The head of police for King Hussein of Jordan pulled off a trick worthy of a Broadway producer, alleges Jack O’Connell in his posthumously published memoir, “King’s Counsel.”

In the book, O’Connell, the ex-CIA station chief in Amman, claimed that when the late Sen. Edward Kennedy (D-Mass.) and former Rep. John Tunney (D-Calif.) visited Jordan in 1966, the pair toured a refugee camp filled with fake refugees.

Kennedy, chairman of the Judiciary Subcommittee on Refugee Affairs at the time, insisted the U.S. group’s visit include a stop at the camps. He told the St. Petersburg Times during the trip that the state of Palestinian camps “must concern all Americans who are distressed by the homeless and concerned for the welfare of children.”

Col. Mohammed Radi Abdullah, Jordan’s head of police, “was adamantly opposed” to the Senator’s visit to the camps because the lawmakers were visiting not long after Israel’s attack on the camps.
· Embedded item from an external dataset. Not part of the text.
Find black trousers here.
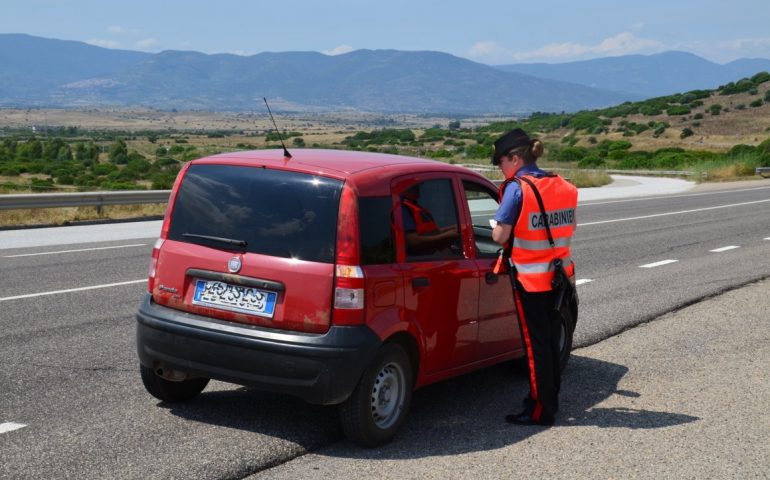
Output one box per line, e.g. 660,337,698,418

Following conflict, the Jordanian government came under harsh criticism for its failure to protect refugees.

As a result, Abdullah “didn’t know how the Palestinians would react,” O’Connell wrote. “And he wasn’t sure he could guarantee the senator’s safety.”

So the head of police “moved all of the refugees out of one part of the camp and brought in a bunch of his own people,” O’Connell wrote. “He dressed them up and briefed them on how to act and what to say.”

According to O’Connell, Abdullah warned Kennedy “not to go too far inside the camp.”

The trick seemed to work.

In the St. Petersburg Times’ story from December 1966, the “refugees” Kennedy spoke to spouted anti-Israeli sentiments, but “[t]here was no outward show of refugee unrest.”

“Kennedy talked to the group of supposed refugees without ever knowing that he was interviewing a group of policemen,” O’Connell wrote.